Là, tout de suite, c’est vrai que le marché n’arrive pas à être rassuré, que ce soit sur les risques inflationnistes ou sur la trajectoire budgétaire des États. On le voit quand le Trésor américain annonce qu’il va tripler ses opérations de rachat de dettes sur les maturités longues. Là, c’est 10 à 20 ans. Ça n’a quasiment aucun effet sur les taux. C’est vrai que le montant reste assez faible par rapport à la taille du marché, mais surtout, le fond du problème n’est pas réglé.

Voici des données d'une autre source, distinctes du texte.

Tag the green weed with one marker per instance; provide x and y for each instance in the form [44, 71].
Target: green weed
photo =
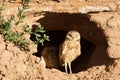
[17, 37]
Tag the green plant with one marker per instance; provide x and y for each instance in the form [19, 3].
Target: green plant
[18, 37]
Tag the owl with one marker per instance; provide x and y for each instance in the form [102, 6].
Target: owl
[70, 49]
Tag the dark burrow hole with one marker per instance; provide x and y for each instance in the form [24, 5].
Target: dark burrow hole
[93, 42]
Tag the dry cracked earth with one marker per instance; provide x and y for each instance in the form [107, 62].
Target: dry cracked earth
[96, 21]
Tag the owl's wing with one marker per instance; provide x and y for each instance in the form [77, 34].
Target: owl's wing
[62, 53]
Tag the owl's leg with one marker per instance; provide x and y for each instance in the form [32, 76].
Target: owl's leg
[66, 68]
[69, 64]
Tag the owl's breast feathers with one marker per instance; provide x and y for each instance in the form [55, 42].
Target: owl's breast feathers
[68, 52]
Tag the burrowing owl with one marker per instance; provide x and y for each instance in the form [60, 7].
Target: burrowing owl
[70, 49]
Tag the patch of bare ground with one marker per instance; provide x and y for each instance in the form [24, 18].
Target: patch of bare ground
[98, 23]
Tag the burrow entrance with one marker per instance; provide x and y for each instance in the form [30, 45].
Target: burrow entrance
[93, 42]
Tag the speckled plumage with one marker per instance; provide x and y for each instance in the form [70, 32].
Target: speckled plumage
[70, 49]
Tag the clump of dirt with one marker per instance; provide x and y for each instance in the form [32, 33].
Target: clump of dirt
[98, 25]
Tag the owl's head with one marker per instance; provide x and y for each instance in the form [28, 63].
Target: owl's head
[73, 36]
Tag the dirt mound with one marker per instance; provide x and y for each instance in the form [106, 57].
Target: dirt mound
[98, 24]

Là, on a un 10 ans américain qui a atteint les 5 %. C’est quand même intéressant de noter que récemment, les taux courts progressent eux aussi et progressent encore plus vite que les taux longs parce que, justement, le marché a réajusté ses anticipations de hausse de taux directeur des banques centrales. Et donc, on a une courbe des taux qui a tendance à s’aplatir doucement et, d’ailleurs, ça, c’est généralement un mauvais signal pour le secteur financier puisque ça risque de comprimer les marges des banques.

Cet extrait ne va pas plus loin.